Oleh Dr. Said Assagaf, M.M, Pengajar Pascasarjana UMMU Ternate
Bumi Halmahera hari ini berdiri di persimpangan sejarahnya sendiri—antara berkah yang melimpah dan luka yang kian menganga. Di satu sisi, ia menjelma sebagai episentrum nikel dunia; di sisi lain, ia memikul beban ekologis dan sosial yang tak ringan. Apa yang tampak sebagai “mata air” kemakmuran di hulu, perlahan berubah menjadi “airmata” di hilir.
Data dan riset yang dirilis Badan Riset dan Inovasi Nasional (BRIN) sepanjang 2025–2026 menegaskan posisi strategis Halmahera sebagai salah satu pusat cadangan nikel terbesar, bukan hanya di Indonesia, tetapi juga dunia. Di Halmahera Tengah, aktivitas hilirisasi yang terintegrasi di bawah kendali PT Weda Bay—dengan legitimasi Proyek Strategis Nasional (PSN)—menjadi jantung dari rantai pasok global, khususnya untuk industri baterai kendaraan listrik.

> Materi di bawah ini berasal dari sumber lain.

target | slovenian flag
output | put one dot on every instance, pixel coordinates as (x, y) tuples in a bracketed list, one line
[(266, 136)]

Produksi nikel mencapai ratusan ribu ton per tahun. Bahkan, sekitar 30 persen daratan Halmahera Tengah telah dikuasai aktivitas pertambangan. Tak hanya nikel, kekayaan emas, mangan, hingga kobalt tersebar luas, dikelola oleh berbagai entitas—baik legal maupun ilegal. Angka-angka ekonomi pun tampak menggiurkan. Badan Pusat Statistik (BPS) Maluku Utara mencatat nilai ekspor Januari–Maret 2026 mencapai lebih dari US$ 3,8 miliar, dengan dominasi nikel yang terus meningkat.